Hartford HealthCare, Hartford, Conn., committed $65 million to Neuberger Berman Secondary Opportunities III, the first private equity commitment for the $1.8 billion pension and endowment fund, said David Holmgren, chief investment officer.
The Hartford HealthCare's policy committee approved creating a 6% private equity allocation at a meeting Wednesday. Neuberger Berman's selection came from a shortlist provided by investment consultant Mercer Hammond.
A secondary private equity strategy was selected first; commitments to direct limited partnership funds will be considered incrementally over the next four years, Mr. Holmgren said in a phone interview.
Private equity is a suballocation in Hartford HealthCare's 55% growth allocation, which also includes U.S. and international equities. Funding for private equity will come from rebalancing domestic and international equities, Mr. Holmgren said.

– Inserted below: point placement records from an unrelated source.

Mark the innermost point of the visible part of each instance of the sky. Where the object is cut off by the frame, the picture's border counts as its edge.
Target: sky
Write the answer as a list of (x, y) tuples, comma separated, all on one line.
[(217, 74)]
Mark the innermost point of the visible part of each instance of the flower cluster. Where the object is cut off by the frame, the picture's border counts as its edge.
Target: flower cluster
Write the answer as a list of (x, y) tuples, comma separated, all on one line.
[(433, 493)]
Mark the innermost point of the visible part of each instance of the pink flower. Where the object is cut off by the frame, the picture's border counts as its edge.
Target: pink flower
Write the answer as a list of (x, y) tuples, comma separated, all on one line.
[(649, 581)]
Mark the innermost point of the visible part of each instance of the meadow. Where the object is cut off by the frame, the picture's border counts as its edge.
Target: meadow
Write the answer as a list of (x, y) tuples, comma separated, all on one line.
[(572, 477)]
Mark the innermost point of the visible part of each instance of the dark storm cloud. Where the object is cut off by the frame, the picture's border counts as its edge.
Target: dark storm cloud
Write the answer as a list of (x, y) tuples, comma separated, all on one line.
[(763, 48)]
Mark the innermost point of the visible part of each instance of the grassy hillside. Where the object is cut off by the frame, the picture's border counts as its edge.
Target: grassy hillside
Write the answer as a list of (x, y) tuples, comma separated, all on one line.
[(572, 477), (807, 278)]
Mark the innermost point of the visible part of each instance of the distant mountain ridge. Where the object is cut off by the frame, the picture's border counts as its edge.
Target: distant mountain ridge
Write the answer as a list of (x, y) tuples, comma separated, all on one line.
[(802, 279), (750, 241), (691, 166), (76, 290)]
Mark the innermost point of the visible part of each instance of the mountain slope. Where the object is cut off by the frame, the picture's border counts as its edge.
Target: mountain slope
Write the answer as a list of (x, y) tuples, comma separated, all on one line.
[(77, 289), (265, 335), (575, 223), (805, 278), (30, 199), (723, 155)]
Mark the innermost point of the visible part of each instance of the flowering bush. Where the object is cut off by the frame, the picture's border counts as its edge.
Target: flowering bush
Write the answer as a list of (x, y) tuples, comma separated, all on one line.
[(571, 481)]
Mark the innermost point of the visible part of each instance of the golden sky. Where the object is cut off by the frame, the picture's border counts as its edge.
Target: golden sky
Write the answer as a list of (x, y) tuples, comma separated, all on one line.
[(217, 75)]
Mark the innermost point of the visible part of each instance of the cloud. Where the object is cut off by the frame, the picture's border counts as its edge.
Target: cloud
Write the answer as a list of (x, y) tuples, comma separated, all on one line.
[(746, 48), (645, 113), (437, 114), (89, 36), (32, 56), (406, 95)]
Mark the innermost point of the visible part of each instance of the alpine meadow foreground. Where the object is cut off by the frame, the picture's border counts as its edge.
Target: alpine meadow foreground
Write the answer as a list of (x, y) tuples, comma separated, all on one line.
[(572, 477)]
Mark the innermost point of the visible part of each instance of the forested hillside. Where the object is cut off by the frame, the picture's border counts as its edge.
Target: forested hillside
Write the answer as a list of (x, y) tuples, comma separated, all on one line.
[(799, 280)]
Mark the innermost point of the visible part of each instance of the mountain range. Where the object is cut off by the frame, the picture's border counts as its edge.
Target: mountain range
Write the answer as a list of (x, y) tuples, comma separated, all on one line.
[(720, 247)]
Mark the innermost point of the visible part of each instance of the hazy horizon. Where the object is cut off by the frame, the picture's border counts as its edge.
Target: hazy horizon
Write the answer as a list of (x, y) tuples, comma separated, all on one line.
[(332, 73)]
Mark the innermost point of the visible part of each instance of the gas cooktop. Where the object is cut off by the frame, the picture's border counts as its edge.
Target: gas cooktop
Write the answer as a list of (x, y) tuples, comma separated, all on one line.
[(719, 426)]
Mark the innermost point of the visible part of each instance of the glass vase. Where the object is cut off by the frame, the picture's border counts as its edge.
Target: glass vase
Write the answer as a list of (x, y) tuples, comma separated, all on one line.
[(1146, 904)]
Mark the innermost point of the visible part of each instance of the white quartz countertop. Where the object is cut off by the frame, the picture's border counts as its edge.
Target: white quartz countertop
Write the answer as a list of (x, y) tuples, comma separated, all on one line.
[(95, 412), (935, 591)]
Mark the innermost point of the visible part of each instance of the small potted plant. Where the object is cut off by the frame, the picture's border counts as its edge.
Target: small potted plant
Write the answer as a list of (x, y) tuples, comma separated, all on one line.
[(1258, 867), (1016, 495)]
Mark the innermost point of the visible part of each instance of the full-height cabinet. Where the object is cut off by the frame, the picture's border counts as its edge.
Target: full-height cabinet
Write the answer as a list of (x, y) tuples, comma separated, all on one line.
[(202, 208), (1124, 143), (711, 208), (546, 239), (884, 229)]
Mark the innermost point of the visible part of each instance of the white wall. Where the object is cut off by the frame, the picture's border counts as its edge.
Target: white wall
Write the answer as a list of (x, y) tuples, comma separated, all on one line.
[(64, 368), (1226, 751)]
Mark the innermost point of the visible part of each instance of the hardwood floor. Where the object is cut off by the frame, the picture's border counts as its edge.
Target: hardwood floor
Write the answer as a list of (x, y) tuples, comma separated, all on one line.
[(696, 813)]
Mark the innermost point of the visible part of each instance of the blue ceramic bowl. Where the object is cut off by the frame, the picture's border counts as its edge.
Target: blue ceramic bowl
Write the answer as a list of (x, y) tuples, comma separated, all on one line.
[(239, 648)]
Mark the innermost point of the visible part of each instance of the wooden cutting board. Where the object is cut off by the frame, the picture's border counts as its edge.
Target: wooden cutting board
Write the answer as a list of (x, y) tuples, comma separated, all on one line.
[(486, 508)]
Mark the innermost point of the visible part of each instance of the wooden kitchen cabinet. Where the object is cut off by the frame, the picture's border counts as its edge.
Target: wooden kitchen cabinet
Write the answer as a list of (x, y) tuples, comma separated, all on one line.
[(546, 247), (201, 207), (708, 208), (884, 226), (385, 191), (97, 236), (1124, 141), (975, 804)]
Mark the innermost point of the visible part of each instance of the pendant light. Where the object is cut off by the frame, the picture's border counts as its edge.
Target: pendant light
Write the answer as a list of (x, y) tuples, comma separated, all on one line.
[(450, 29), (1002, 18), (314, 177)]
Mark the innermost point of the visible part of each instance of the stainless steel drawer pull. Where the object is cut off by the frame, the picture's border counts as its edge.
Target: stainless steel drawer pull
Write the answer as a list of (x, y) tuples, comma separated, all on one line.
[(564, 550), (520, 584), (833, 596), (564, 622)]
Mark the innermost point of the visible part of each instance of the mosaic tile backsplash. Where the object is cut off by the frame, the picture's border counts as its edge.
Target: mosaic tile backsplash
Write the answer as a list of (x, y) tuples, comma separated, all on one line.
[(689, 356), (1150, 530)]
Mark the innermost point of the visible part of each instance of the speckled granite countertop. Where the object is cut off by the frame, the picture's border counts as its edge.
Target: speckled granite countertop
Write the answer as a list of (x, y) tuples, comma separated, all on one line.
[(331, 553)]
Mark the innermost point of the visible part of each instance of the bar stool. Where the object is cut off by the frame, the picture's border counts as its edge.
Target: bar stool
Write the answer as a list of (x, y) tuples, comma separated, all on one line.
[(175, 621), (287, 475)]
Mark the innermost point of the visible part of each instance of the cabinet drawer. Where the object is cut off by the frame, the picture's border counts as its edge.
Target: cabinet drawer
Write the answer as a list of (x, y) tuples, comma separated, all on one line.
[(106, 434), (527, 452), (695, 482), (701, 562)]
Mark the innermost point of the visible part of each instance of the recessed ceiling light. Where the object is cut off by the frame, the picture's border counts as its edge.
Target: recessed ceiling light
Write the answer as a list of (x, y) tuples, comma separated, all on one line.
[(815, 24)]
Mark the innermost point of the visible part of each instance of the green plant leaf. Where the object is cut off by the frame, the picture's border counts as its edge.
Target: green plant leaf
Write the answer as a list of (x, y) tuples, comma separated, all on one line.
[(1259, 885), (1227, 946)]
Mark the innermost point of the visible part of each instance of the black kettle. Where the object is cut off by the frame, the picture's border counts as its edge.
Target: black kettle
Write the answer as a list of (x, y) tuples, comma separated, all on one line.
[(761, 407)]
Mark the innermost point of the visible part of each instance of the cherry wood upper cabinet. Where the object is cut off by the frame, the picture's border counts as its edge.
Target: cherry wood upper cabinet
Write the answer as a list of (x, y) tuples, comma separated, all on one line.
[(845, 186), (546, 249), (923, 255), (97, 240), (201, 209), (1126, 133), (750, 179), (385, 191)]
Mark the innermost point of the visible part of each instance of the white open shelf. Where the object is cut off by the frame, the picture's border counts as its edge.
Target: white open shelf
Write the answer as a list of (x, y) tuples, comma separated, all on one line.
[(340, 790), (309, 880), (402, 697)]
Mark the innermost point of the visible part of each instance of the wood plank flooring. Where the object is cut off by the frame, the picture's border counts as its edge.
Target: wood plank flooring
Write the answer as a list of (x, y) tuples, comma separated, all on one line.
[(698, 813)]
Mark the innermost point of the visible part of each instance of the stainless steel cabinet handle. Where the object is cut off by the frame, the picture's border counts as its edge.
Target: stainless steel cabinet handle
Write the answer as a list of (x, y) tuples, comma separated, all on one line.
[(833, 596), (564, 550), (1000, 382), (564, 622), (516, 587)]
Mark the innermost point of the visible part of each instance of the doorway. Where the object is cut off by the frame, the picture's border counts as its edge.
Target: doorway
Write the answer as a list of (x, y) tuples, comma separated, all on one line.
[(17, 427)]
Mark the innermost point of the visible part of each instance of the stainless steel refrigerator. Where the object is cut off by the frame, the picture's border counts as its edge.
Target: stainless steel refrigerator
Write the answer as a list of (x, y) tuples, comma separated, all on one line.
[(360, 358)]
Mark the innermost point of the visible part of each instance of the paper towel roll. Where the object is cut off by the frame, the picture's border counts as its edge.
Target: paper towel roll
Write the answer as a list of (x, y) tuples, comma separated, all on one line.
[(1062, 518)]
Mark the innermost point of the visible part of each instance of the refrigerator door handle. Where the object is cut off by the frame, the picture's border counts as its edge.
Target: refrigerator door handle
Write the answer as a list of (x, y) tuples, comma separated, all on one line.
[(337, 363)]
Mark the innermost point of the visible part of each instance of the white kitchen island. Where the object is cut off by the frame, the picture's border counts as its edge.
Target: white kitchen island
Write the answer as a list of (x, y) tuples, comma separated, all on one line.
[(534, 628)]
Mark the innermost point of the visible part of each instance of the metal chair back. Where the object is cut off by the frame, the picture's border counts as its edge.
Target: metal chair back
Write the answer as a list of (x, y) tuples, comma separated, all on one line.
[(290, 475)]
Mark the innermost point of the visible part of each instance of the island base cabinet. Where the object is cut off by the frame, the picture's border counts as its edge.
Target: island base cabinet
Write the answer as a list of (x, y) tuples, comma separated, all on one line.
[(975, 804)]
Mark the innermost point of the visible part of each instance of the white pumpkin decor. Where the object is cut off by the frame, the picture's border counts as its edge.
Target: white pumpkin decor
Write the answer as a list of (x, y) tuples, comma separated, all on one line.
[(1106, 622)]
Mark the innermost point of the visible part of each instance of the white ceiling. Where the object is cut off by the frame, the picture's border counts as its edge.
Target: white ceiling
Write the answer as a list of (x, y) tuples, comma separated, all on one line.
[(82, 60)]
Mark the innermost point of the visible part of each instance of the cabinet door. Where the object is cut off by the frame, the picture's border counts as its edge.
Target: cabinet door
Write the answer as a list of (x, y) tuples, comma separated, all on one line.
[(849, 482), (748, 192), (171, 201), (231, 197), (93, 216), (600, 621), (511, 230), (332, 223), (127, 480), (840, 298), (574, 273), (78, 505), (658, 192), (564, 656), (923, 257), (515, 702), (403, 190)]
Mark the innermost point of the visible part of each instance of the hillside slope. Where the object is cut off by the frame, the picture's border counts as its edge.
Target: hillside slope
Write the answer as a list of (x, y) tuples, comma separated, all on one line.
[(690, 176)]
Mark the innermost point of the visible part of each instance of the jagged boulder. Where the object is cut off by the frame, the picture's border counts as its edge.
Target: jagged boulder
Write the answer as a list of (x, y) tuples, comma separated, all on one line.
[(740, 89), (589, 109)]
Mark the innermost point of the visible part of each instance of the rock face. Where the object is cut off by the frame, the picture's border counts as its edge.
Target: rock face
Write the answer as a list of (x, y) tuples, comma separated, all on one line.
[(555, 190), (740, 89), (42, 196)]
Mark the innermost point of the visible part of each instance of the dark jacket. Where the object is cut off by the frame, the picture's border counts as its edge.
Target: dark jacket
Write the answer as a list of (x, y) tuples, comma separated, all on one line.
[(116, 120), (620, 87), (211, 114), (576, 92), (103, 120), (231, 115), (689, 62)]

Currently, 26% of total assets are in U.S. equities, while 23% are in international stocks. Hartford HealthCare's remaining allocation is 35% risk reduced, which is hedge funds and fixed income, and 10% in inflation/economic-hedged assets, which includes real assets.
Separately, Hartford HealthCare is considering whether to add an illiquidity allocation to return its real-asset suballocation to its 8% policy target, Mr. Holmgren said. The portfolio currently is underweight by two percentage points, with U.S. equities similarly overweight the same amount.
“We've been concerned that the current environment was all monetary-driven inflation (and our existing inflation/economic-protected asset class really works in demand-driven inflationary environments). So what we're looking to do is broaden out the scope of the inflation protection to be more dynamic to the environment and move that 2% back into the class,” Mr. Holmgren wrote in an e-mail.
Mercer Hammond and Mr. Holmgren plan to recommend some illiquid real estate and illiquid natural resources funds by the summer. Funding would come from reducing other liquid managers' allocations within the class; no terminations are expected, Mr. Holmgren said in the interview.